SMPD1 is an acid enzyme, also known as sphingomyelin acetylcholinesterase A (ASAH1). It is encoded by the ASAH1 gene and is located on chromosome 11q13.3 on the long arm in humans. Mutations in the ASAH1 gene lead to defects in SMPD1, which may cause serious diseases.

The function and role of SMPD1

SMPD1 is an important enzyme on the cell membrane, which converts sphingomyelin into phosphate and choline, that is very important for membrane fluidity, cell apoptosis and signal transduction. In addition, SMPD1 is also a key enzyme that regulates lipid metabolism. SMPD1 plays an important role in bone marrow hematopoiesis and has a regulatory function for inflammatory responses.

SMPD1 related diseases

Mutations in the SMPD1 gene may lead to adult and infant forms of malignant fatty liver, as well as several other diseases, including Niemann Pique's disease and Crohn's disease.

Niemann Pick's disease is a rare disorder of genetic metabolism, which leads to the deposition of sphingomyelin in the cystic glands of organs and nervous system involved tissues, leading to failure and functional decline.

Crocker's disease is an immune related disease that affects the intestines. In patients with Crocker's disease, the expression level of SMPD1 gene is reduced.

Potential applications of SMPD1 in medicine

In medicine, the potential uses of SMPD1 are very broad. A study found that for certain types of cancer cells, SMPD1 levels are lower, which is related to the weakened clearance function of these cells. In addition, SMPD1 has strong sensitivity to acidic environments, which can be used to identify and treat some tumors.
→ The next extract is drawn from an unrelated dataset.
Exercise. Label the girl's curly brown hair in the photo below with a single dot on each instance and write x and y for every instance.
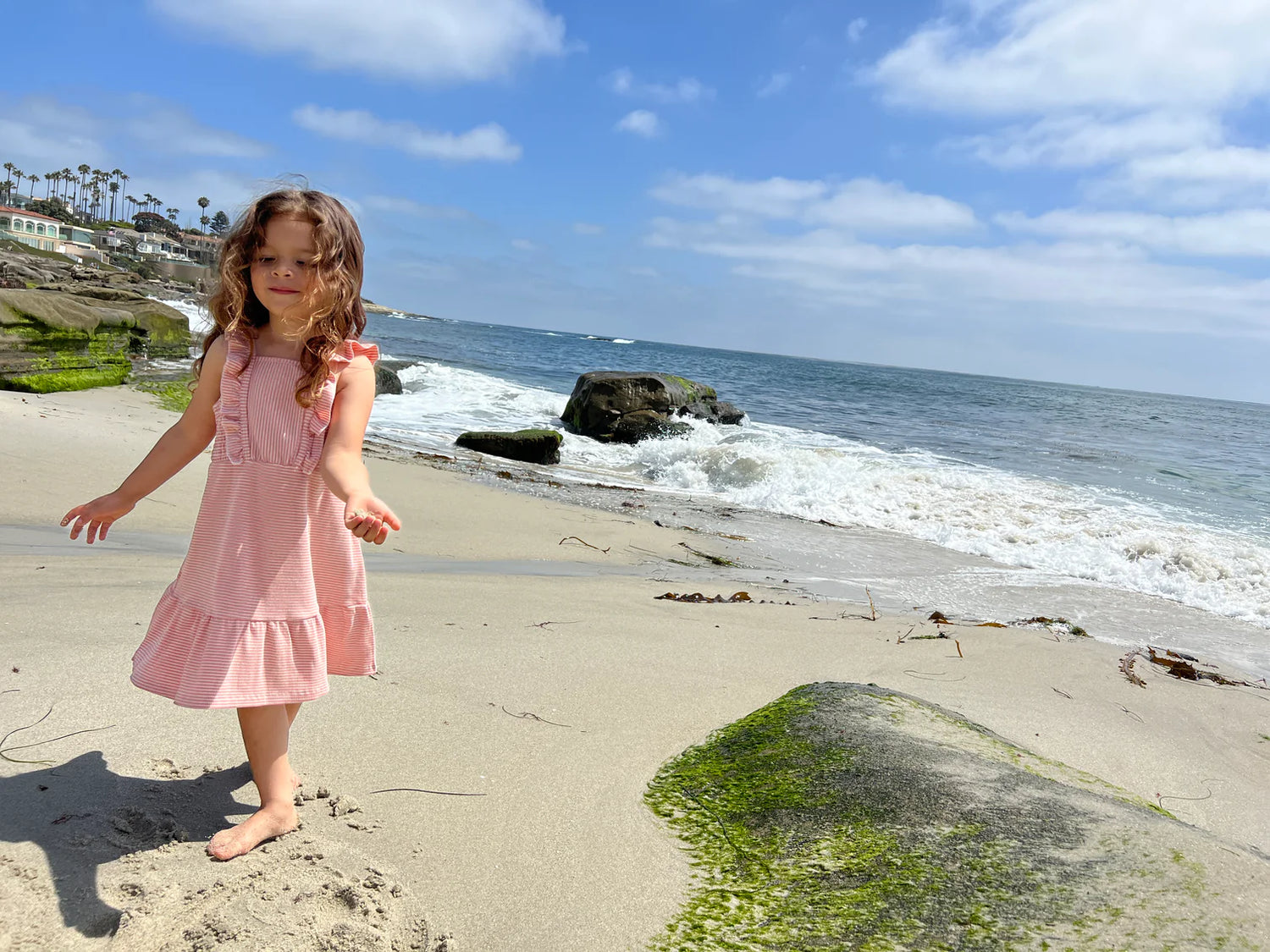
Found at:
(334, 294)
Furthermore, the special functions of SMPD1 can also be used to study the diagnosis and treatment of certain specific diseases.

List of SMPD1 related drugs under research

Some known drugs can treat specific diseases by regulating the expression level of SMPD1 or inhibiting its function. For example, SMPD1 small interfering RNA (siRNA) or SMPD1 gene therapy is a potential treatment option for Niemann Pike's disease.

In addition, recent studies have shown that non-steroidal anti-inflammatory drugs (NSAIDs) can alleviate symptoms in patients with Crohn's disease by inhibiting SMPD1 activity.

Overall, the deficiency of SMPD1 is the cause of some neurological and immunological diseases, and its special function also makes it potentially valuable in the treatment of certain diseases. In the future, more research is needed to further reveal the role of SMPD1 in diseases and its potential therapeutic applications.